我如何在 Python 中对此进行编码以找到最佳解决方案?或者我可以使用在线服务来解决这个问题?
谢谢!
如果只排名不加权,这是一个Condorcet vote. Pseudocode for the Schulze method looks to be here的例子。
添加
只需在 Google 上搜索 "Python Condorcet" - 许多结果都带有免费代码。
附加 2
首先在 github 上列出的项目名称:
以及 StackExchange 代码审查:
https://codereview.stackexchange.com/questions/42359/condorcet-voting-method-in-oop-python
上述维基百科的相关引文link:
The only difficult step in implementing the Schulze method is computing the strongest path strengths. However, this is a well-known problem in graph theory sometimes called the widest path problem. One simple way to compute the strengths therefore is a variant of the Floyd–Warshall algorithm. The following pseudocode illustrates the algorithm.

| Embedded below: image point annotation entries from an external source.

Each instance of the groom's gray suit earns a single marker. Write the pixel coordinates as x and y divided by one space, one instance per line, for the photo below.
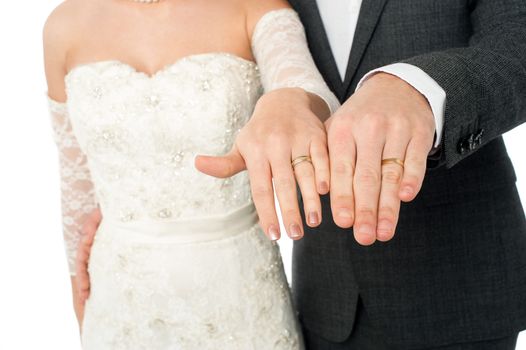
456 270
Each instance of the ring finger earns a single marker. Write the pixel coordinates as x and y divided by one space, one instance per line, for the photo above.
389 201
305 176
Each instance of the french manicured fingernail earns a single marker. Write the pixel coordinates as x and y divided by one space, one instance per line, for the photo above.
273 232
345 213
295 231
365 230
313 218
408 191
384 228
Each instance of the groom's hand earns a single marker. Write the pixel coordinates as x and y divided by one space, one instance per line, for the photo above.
284 126
385 119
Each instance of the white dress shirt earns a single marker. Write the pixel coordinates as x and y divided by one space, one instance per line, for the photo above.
340 18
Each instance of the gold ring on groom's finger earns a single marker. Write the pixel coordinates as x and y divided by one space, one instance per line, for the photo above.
393 161
299 160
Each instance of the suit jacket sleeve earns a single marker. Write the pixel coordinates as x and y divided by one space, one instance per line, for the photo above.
485 82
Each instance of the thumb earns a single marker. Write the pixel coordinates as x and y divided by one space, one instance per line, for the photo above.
221 166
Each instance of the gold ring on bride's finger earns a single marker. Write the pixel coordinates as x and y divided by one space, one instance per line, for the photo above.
393 161
299 160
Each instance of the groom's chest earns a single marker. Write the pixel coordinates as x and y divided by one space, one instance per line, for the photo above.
382 32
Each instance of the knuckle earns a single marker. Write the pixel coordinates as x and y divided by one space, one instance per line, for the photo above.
290 213
277 139
391 176
366 213
305 173
285 183
412 180
387 212
367 176
343 199
400 127
342 168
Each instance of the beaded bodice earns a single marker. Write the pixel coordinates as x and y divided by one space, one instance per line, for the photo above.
127 141
141 133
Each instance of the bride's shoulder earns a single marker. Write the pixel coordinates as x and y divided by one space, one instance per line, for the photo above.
62 23
256 9
59 33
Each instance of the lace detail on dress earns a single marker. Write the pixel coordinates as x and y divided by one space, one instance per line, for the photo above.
141 134
280 47
77 193
236 298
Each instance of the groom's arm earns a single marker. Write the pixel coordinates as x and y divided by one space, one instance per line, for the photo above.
485 86
485 83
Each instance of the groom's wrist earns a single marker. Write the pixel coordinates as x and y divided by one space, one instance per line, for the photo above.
423 83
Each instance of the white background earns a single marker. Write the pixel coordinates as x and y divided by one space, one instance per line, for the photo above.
35 311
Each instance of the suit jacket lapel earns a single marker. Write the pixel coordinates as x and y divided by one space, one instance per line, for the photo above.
369 15
319 44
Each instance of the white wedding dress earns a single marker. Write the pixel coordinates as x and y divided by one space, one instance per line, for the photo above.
179 261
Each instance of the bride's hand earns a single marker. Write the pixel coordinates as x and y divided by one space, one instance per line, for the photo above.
81 282
285 125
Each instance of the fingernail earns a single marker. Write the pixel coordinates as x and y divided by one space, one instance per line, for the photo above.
295 231
324 187
313 218
407 190
365 230
345 213
384 228
273 233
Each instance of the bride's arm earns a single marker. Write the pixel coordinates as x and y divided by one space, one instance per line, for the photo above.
77 195
286 124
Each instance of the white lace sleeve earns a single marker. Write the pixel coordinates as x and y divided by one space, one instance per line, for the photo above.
78 198
279 45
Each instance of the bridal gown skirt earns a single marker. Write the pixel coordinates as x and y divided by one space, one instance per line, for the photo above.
212 283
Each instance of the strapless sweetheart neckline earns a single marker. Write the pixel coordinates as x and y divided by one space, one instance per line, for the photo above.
162 70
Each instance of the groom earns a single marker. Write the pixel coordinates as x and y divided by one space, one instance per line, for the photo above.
451 81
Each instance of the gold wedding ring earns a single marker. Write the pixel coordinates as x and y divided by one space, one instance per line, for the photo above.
299 160
393 161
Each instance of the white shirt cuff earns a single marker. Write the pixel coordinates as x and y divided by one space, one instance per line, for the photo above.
423 83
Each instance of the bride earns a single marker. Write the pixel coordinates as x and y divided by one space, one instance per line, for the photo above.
136 90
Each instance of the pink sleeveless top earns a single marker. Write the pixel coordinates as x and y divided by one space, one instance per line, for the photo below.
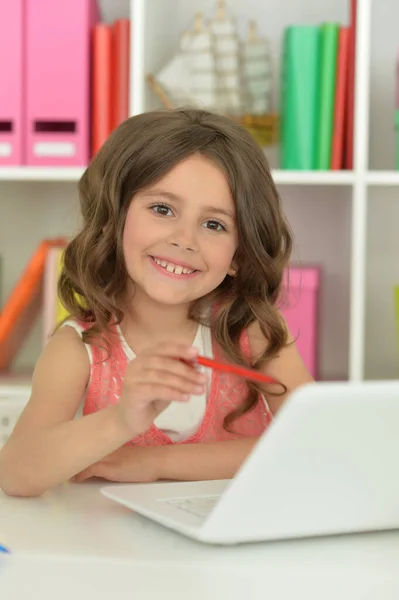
227 393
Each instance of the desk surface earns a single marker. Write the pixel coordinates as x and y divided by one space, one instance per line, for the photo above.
75 540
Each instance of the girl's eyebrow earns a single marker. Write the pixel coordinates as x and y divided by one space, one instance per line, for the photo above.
171 196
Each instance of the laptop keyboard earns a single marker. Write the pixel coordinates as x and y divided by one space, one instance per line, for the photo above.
200 506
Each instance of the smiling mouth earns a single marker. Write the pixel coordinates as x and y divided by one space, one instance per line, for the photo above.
172 267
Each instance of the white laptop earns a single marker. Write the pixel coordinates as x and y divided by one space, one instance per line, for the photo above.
328 464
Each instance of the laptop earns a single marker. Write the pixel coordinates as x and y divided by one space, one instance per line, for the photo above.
328 464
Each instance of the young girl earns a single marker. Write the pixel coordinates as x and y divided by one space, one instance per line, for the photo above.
181 252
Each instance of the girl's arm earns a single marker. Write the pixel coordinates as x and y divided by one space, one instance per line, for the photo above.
206 461
48 446
287 367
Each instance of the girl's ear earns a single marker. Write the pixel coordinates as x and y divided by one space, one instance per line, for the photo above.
232 271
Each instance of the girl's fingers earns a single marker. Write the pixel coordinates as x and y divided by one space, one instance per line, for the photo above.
177 367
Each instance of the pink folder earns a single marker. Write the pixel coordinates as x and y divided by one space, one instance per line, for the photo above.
300 308
58 81
11 81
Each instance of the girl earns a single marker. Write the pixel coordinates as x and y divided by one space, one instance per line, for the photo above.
182 250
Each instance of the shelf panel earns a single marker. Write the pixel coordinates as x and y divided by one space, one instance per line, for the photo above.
41 173
388 178
282 177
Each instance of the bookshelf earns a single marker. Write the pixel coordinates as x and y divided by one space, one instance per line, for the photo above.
332 213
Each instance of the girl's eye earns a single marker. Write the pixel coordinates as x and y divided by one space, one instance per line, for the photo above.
161 210
214 226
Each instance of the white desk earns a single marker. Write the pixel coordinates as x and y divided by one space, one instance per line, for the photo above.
75 543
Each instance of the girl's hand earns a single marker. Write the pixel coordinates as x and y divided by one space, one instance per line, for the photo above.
129 464
153 380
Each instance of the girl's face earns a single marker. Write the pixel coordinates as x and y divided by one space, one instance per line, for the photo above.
180 234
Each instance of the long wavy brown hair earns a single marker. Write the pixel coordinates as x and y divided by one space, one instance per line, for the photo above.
137 154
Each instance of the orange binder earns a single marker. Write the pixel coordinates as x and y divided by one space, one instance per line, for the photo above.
337 149
101 85
120 72
24 304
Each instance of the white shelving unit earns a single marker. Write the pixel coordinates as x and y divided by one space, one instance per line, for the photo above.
340 199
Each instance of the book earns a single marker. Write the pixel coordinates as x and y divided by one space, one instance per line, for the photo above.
328 70
24 303
350 88
300 97
340 106
101 85
120 72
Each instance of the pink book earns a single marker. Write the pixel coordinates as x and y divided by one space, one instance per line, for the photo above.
11 81
300 308
58 81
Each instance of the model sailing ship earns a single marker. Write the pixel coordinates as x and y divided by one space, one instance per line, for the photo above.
214 69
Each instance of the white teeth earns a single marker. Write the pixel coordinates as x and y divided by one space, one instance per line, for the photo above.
172 268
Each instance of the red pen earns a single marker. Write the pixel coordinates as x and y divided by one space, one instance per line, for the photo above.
243 372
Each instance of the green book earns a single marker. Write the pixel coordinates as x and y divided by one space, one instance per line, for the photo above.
299 97
328 75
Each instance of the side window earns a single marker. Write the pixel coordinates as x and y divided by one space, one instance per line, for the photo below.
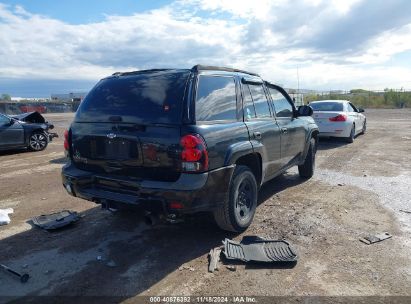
249 111
260 101
4 120
281 105
351 108
216 99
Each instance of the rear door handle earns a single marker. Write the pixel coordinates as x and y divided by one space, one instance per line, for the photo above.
257 135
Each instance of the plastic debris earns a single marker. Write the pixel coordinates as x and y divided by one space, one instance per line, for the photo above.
4 216
253 248
371 239
56 220
214 258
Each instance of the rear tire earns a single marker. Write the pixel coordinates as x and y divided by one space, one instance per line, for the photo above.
350 139
38 141
306 170
238 210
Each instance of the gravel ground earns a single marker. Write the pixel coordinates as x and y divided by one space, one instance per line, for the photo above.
358 189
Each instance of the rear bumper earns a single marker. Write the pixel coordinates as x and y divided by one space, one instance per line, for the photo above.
197 192
335 129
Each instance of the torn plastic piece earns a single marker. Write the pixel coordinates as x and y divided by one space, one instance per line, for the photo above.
371 239
214 257
56 220
253 248
4 216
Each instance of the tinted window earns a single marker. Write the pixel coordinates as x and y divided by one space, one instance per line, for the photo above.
249 111
281 105
327 106
216 99
260 100
4 120
352 108
147 97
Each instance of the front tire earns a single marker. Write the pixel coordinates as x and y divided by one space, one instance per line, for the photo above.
238 210
306 170
350 139
38 141
364 127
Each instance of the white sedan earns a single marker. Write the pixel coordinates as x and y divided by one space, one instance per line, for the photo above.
338 118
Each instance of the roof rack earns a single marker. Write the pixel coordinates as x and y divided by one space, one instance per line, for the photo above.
199 67
138 72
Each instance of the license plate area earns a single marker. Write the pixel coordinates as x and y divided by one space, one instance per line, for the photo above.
119 149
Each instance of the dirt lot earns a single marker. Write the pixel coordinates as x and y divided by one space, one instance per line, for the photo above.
358 189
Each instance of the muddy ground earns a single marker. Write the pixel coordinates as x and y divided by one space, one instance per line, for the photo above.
358 189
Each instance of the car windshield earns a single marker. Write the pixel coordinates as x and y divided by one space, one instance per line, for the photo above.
148 97
327 106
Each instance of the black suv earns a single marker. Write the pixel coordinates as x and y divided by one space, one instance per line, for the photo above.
186 141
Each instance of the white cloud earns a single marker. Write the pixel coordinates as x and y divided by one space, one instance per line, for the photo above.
272 38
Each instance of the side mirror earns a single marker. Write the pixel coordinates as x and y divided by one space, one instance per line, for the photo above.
305 111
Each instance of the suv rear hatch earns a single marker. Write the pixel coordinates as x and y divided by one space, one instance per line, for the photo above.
130 125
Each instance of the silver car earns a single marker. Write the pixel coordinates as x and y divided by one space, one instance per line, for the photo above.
338 118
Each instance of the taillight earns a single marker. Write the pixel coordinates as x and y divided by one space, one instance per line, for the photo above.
340 117
66 143
194 155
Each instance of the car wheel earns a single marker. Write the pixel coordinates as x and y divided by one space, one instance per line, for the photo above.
350 139
364 127
238 211
306 170
38 141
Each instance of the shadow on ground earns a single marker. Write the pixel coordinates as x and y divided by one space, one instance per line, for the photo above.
14 151
113 254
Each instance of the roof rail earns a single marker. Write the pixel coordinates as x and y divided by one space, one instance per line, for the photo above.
138 72
200 67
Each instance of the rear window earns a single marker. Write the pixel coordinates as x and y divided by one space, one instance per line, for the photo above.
327 106
149 97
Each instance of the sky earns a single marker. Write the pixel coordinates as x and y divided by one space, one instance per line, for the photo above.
49 46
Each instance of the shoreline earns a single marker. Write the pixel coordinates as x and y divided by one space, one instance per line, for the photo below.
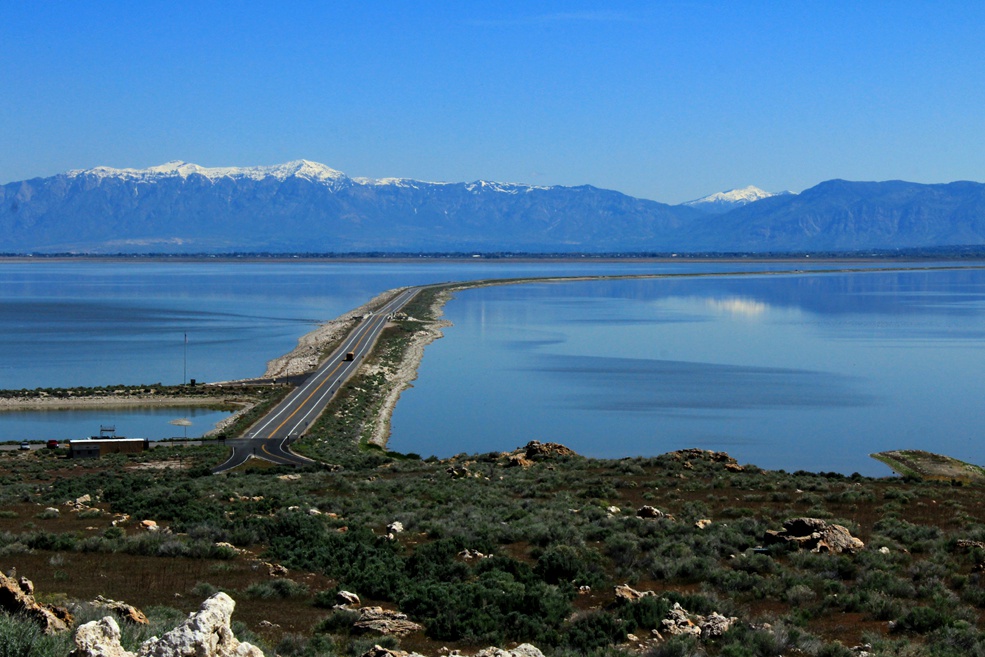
312 346
406 372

# Input: d[i,j], the number of voters who prefer candidate i to candidate j.
# Output: p[i,j], the strength of the strongest path from candidate i to candidate j.
for i from 1 to C
for j from 1 to C
if (i ≠ j) then
if (d[i,j] > d[j,i]) then
p[i,j] := d[i,j]
else
p[i,j] := 0
for i from 1 to C
for j from 1 to C
if (i ≠ j) then
for k from 1 to C
if (i ≠ k and j ≠ k) then
p[j,k] := max ( p[j,k], min ( p[j,i], p[i,k] ) )
This algorithm is efficient, and has running time proportional to C3 where C is the number of candidates. (This does not account for the running time of computing the d[,] values, which if implemented in the most straightforward way, takes time proportional to C2 times the number of voters.)
这听起来像是一个很常见的问题。也许甚至有一个网站可以为我解决这个问题?如果没有,我确定一定有一些 python 库和几行代码可以提供帮助。
假设我有 10 个人和 5 个可能的会议地点。我如何找到最佳的会议地点?我知道人们的偏好,例如,第 1 个人会将位置从最好到最差排列为:位置 D、位置 A、位置 C;人 2 - 位置 B、位置 A、位置 D、位置 C;等等。请注意,排名可能不包括所有 5 个位置,换句话说 - 我将如何处理缺失的排名?
我如何在 Python 中对此进行编码以找到最佳解决方案?或者我可以使用在线服务来解决这个问题?
谢谢!
如果只排名不加权,这是一个Condorcet vote. Pseudocode for the Schulze method looks to be here的例子。
添加
只需在 Google 上搜索 "Python Condorcet" - 许多结果都带有免费代码。
附加 2
首先在 github 上列出的项目名称:
以及 StackExchange 代码审查: https://codereview.stackexchange.com/questions/42359/condorcet-voting-method-in-oop-python
上述维基百科的相关引文link:
The only difficult step in implementing the Schulze method is computing the strongest path strengths. However, this is a well-known problem in graph theory sometimes called the widest path problem. One simple way to compute the strengths therefore is a variant of the Floyd–Warshall algorithm. The following pseudocode illustrates the algorithm.
# Input: d[i,j], the number of voters who prefer candidate i to candidate j.
# Output: p[i,j], the strength of the strongest path from candidate i to candidate j.
for i from 1 to C
for j from 1 to C
if (i ≠ j) then
if (d[i,j] > d[j,i]) then
p[i,j] := d[i,j]
else
p[i,j] := 0
for i from 1 to C
for j from 1 to C
if (i ≠ j) then
for k from 1 to C
if (i ≠ k and j ≠ k) then
p[j,k] := max ( p[j,k], min ( p[j,i], p[i,k] ) )
This algorithm is efficient, and has running time proportional to C3 where C is the number of candidates. (This does not account for the running time of computing the d[,] values, which if implemented in the most straightforward way, takes time proportional to C2 times the number of voters.)